‘The beginning of the Gospel of Jesus Christ, the Son of God.’
Mark 1:1
Archē tou euangeliou Iesou Christou Huiou Theou.
Around halfway through the First Century, in a cool room somewhere amidst the hot and noisy streets of the ancient metropolis of Rome, John Mark sat down to write the story of Jesus of Nazareth. It was likely a combination of things he saw, and the events as he had heard them from the apostle Peter. As he chewed his quill and mused over the right place to begin, he landed on the above seven words. Translated, it reads:
The beginning of the Gospel of Jesus Christ, the Son of God.
Characteristically, John Mark wastes no words. It’s a remarkably intentional beginning. Every single word is saturated in meaning.
Archē. Beginning.
John Mark, or Mark as he was often called, knew his Old Testament Scriptures. There’s a book in the Old Testament that also opens with this word. We know it as the book of Genesis. En archē. In the beginning, God created. Archē is an announcement of new creation.
Euangeliou. Gospel.
Gospel is, to us, a word we know from church or street preachers or musical genre. But the First Century world knew it first from somewhere else. Gospel literally means good news, and it was used to describe a proclamation shared across the Empire or region. It was used for events such as the military defeat of Rome’s enemies, or the birth of a new Emperor. Gospel was an interruptive event, an announcement of change that led to a new scenario of great joy.
Iesou. Jesus.
A name we’re pretty familiar with. Mark would previously have known that this also as the Greek version of the name Joshua—the great military leader who led God’s people from the wilderness into the Land of Promise. Joshua was the man who led God’s people into their place of rest.
Christou. Christ.
Christ means one who is anointed—pointing back to the ancient Hebraic practice of pouring oil on the head of a king or a priest to symbolise God’s selection of them, and His empowering presence upon their lives. For generations the Jews had waited for this promised King, who would defeat their enemies and lead them into a life of fullness and purpose and beauty. In Israel, they more commonly used the Hebrew word, Messiah.
Huiou Theou. Son of God.
The ‘son of God’ in the Old Testament was a description either for the king of Israel,1 or for the whole nation of Israel.2 To be God’s son was to have a relationship of special favour and closeness and love, with a responsibility to steward His inheritance and to join in in His purposes.
Bring this all together, and this beginning isn’t tokenistic or an essay title.
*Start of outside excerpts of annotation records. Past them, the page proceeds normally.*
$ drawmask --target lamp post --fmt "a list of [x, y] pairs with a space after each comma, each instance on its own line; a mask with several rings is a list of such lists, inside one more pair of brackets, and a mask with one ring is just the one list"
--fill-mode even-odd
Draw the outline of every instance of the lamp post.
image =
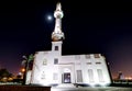
[[29, 64], [31, 60], [33, 60], [33, 54], [29, 55], [29, 57], [26, 56], [22, 56], [24, 58], [24, 60], [22, 61], [22, 64], [24, 64], [24, 69], [25, 71], [23, 72], [23, 83], [22, 84], [26, 84], [26, 75], [29, 71]]

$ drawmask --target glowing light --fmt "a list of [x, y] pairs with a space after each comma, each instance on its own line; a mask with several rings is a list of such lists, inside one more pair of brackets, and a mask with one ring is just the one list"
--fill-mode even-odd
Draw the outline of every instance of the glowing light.
[[25, 69], [24, 68], [22, 68], [22, 72], [24, 72], [25, 71]]
[[53, 20], [53, 16], [52, 15], [47, 15], [47, 21], [52, 21]]

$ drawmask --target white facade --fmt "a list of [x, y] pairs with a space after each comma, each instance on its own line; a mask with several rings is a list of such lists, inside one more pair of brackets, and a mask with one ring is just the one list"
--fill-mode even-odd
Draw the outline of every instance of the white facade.
[[[61, 27], [63, 18], [61, 3], [57, 4], [56, 11], [55, 14], [59, 15], [55, 15], [56, 22], [59, 22], [58, 26], [55, 25], [52, 34], [52, 50], [35, 54], [31, 79], [28, 82], [42, 86], [62, 83], [110, 84], [107, 62], [100, 54], [62, 55], [64, 33]], [[59, 29], [57, 30], [57, 27]]]

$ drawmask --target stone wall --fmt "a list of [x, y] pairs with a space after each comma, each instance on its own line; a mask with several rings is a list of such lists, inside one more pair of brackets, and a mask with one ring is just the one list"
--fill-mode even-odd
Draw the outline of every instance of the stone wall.
[[0, 86], [0, 91], [51, 91], [51, 87]]

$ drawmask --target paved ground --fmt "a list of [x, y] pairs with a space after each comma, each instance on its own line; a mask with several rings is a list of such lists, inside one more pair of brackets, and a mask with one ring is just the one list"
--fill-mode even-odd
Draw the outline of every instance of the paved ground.
[[120, 87], [79, 87], [79, 88], [52, 88], [51, 91], [132, 91], [132, 88]]

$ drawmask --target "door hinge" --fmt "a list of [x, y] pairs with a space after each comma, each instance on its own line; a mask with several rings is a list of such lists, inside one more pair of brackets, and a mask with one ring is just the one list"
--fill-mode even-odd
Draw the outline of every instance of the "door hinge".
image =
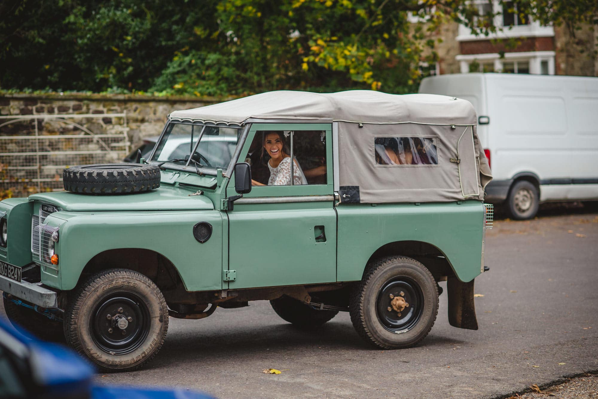
[[223, 270], [222, 280], [225, 281], [236, 281], [237, 280], [237, 271]]

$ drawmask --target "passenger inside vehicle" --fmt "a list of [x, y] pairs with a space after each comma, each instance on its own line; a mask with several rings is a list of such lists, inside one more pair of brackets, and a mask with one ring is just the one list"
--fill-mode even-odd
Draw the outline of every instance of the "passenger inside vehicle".
[[379, 165], [437, 165], [436, 146], [428, 137], [376, 137], [374, 146]]
[[[253, 186], [325, 184], [325, 132], [258, 131], [246, 161], [251, 167]], [[291, 181], [291, 148], [293, 148]], [[307, 155], [304, 155], [307, 154]], [[302, 167], [305, 162], [310, 167]]]

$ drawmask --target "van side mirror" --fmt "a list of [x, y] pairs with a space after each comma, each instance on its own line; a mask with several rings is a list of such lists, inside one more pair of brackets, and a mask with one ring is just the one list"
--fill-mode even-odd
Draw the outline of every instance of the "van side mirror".
[[251, 168], [246, 162], [234, 165], [234, 191], [239, 194], [251, 191]]

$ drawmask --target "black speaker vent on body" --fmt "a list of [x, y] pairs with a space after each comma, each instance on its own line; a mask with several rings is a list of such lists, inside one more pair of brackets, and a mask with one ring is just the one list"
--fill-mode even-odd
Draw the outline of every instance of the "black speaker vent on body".
[[212, 225], [207, 222], [200, 222], [193, 226], [193, 237], [198, 241], [203, 244], [212, 235]]

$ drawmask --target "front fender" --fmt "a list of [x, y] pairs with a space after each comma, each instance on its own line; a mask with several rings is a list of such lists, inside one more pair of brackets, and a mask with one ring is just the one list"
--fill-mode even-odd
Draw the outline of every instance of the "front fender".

It’s an explosion of ideas and themes that are all coming together in the story that is about to unfold.
Gospel is not a theological line. It is a reality statement. It is the declaration that something drastic has happened that will now change everything; that a new King has arrived, beloved and chosen, stewarding the very resource of heaven itself. It is a celebration that the forces of evil are defeated, and that the waves of that defeat will now flow into all parts of the world in the ensuing peace and beauty and rest. It is a statement of cataclysmic proportions, that claims a renewal of the things of the whole earth—all things that were old and jaded and dying and corrupt are being reinvigorated and made new in the inbreaking new creation.
Gospel.
I like to think that, after all this, Mark paused, put his quill down, and sighed with satisfaction. Seven words. But he’d nailed it. The Gospel story has begun.
Reflect:
Which word of this opening sentence most resonates with me today?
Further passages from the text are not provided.